K12 Public High School switch issues

Lexxon

Member
Nov 22, 2004
28
0
0
Hi all,

Probably not the most professional or even the best place to ask this, but I know there's some good minds on these forums.

I work part-time along with one full-time employee managing an entire Public School District. I'm still in college, and neither of us are 100% trained, but we manage with what we've got.

However, the most recent issue has us stumped.

At the high school, we've always had an on/off issue with some of the network switches. These are old Bay Networks BayStack switches, ranging from 350's to 450's (maybe even some 310s). For the most part they still work fine.

However, recently, after a day or especially a weekend, any number of these switches will simply stop working until they are power cycled. After a power cycle the switches work perfectly fine, but some of them do not even last a full 24 hours without simply not forwarding traffic anymore. The lights on the front remain on, but do not do anything. We use a program called "The Dude" to see which switches are down, and use the network map to power cycle the switches. After that everything works for the rest of the day.

We've switched around where the switch links go, etc., but it doesn't seem to make a difference. There are also fiber switches that connect each closet together (albeit only a 100-200Mbps fiber link, older tech), but these switches don't seem to be the issue. Either one of the core switches will go down or a different switch in the closets.

Is this just a sign of hardware failure, or maybe an overload of traffic? We have recently finally upgraded our internet connection from a shared T1 line with ~1500 users, to a dedicated Comcast Cable line for each building, connected through VPN. The issues have magnified since this upgrade, although they were still around before it.

Thanks in advance for any help!
 

cprince

Senior member
May 8, 2007
963
0
0
hmmm. It could be that there are computers on the network with bad NICs that cause the switches to error out. Could you log into the switch to see the specific error message?
 

Lexxon

Member
Nov 22, 2004
28
0
0
I look occasionally, but I rarely get any errors that are worth anything. I'll be looking more and more, though. It seems after a power cycle, though, that a lot of the cache is cleared. The one I just tried was a BayStack 310.

Are there any specific tools we could run during the day to track down bad NICs? We've tried a few with little luck, but we have a TON of old machines, nearing the 10 year mark, so bad hardware is very likely.
 

spidey07

No Lifer
Aug 4, 2000
65,469
5
76
What immediately comes to mind is spanning-tree. What is your network diatmeter and how big is your broadcast domain? Meaning how many switches are there and how are they connected and is therer any "daisy chaining" switches where a single access closet has multiple switches linked together.

Also has any thought been given to the root bridge of your network? Some good sound design principles could likely fix your problems. A lot of this can't be done in a forum but we can try to help.

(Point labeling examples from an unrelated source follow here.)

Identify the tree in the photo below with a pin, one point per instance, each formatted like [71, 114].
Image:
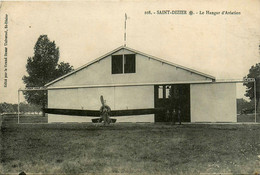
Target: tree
[42, 68]
[254, 72]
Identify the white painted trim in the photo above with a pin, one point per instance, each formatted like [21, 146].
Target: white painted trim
[133, 84]
[137, 52]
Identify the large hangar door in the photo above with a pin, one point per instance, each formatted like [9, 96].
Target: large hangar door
[172, 97]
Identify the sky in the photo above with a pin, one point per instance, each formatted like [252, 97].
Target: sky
[224, 46]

Also I'd document all the switches and what software they are running and then search or call bay networks to see if you've got a bug.
 

jlazzaro

Golden Member
May 6, 2004
1,743
0
0
i dont see bad NICs causing any of the problems you mentioned above...

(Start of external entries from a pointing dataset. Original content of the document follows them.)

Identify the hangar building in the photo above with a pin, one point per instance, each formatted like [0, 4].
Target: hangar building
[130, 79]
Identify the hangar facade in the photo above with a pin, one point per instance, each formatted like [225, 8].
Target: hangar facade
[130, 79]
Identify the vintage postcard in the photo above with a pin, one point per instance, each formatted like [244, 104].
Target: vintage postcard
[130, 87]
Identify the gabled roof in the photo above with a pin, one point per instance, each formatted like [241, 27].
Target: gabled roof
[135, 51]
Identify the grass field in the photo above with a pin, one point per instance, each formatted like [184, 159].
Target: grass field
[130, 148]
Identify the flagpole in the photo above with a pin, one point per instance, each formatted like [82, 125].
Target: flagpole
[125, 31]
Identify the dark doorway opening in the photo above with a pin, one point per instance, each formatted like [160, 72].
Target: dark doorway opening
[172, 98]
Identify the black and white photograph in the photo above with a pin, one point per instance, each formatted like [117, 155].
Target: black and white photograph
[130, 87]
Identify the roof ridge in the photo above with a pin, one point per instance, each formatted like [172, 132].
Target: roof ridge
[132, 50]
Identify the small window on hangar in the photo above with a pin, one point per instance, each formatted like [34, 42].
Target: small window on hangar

when these switches stop forwarding traffic, are you able to console into them? are you polling them for any useful SNMP information and are you logging to a central Syslog server? are you sure your network is completely loop-free?

as im sure you're aware, those switches are ANCIENT and have always had problems...
 

Lexxon

Member
Nov 22, 2004
28
0
0
Bay Networks got gobbled up by Nortel some time ago, I don't know how much they support the old switches. They're well out of warranty I'm sure.

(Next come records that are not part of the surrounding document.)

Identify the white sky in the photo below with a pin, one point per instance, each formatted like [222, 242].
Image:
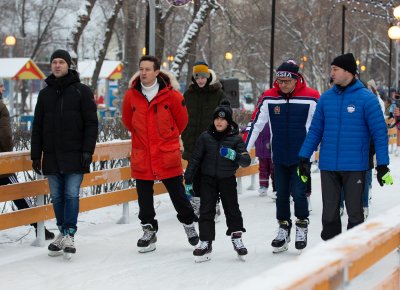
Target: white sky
[107, 257]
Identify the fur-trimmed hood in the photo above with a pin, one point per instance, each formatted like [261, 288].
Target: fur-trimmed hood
[164, 76]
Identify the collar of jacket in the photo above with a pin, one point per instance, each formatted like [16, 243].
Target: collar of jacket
[354, 85]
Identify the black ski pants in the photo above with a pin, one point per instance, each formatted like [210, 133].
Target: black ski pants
[211, 189]
[177, 194]
[332, 183]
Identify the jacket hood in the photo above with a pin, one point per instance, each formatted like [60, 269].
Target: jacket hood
[164, 77]
[301, 83]
[234, 130]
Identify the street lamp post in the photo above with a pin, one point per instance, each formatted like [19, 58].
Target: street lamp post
[228, 57]
[394, 34]
[10, 41]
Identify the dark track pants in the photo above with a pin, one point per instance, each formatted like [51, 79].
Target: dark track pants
[332, 182]
[288, 183]
[176, 192]
[212, 189]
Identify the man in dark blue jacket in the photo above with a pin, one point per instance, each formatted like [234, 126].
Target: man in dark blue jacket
[64, 134]
[347, 116]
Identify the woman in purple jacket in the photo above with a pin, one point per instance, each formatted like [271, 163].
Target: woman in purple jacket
[266, 168]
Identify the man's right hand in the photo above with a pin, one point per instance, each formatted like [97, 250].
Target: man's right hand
[189, 191]
[304, 169]
[37, 166]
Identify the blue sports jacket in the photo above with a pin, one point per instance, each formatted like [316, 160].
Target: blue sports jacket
[343, 122]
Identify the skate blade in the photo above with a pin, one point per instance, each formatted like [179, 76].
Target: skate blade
[280, 249]
[55, 253]
[242, 258]
[149, 248]
[67, 256]
[204, 258]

There are some spanning tree options in the switches, this was all set up while I was still in middle school (!), all the original network architects are long gone. We have a new firewall we just put in, but the root switches have been the same for quite a while.

Generally the closets are 3-5 switches deep, daisy chained except for the fiber link to the server room. So generally an entire closet will simply go down, likely due to the fiber link switch in the closet going out (or, god willing, the main fiber switch)

It's a good challenge for a learning network admin such as myself, but times like this I wish I knew more about how this was built and how everything works. We do employ a consultant and could bounce some ideas off him (at a price).

In a perfect world we'd upgrade everything to gigabit regardless (a lot of our links are 10Mbps!), but in a city budget, that's not going to happen anytime soon.

Thanks for the tips as always!
 

spikespiegal

Golden Member
Oct 10, 2005
1,219
9
76
Since you don't have a lot of resources to trouble-shoot this you might consider updating a single core switch in each closet as a possible solution until you can afford to upgrade the whole mess. Or, simply upgrade one core switch in the buggiest closet just to see if it fixes the problem. That one switch upgrade might be enough to isolate down chain events.

I've used the 'one switch fix' in areas where even passive hubs were daisy changed to death and budgets were extremely limited.
 

WavingBlue75

Member
Feb 4, 2008
39
0
0
Get a hold of a port sniffer and see if you certain type of traffic creating havoc? I hate to say this but with the age of your equipment you could have multiple equipment failures and probably need to plan for significant replacement of your infrastructure.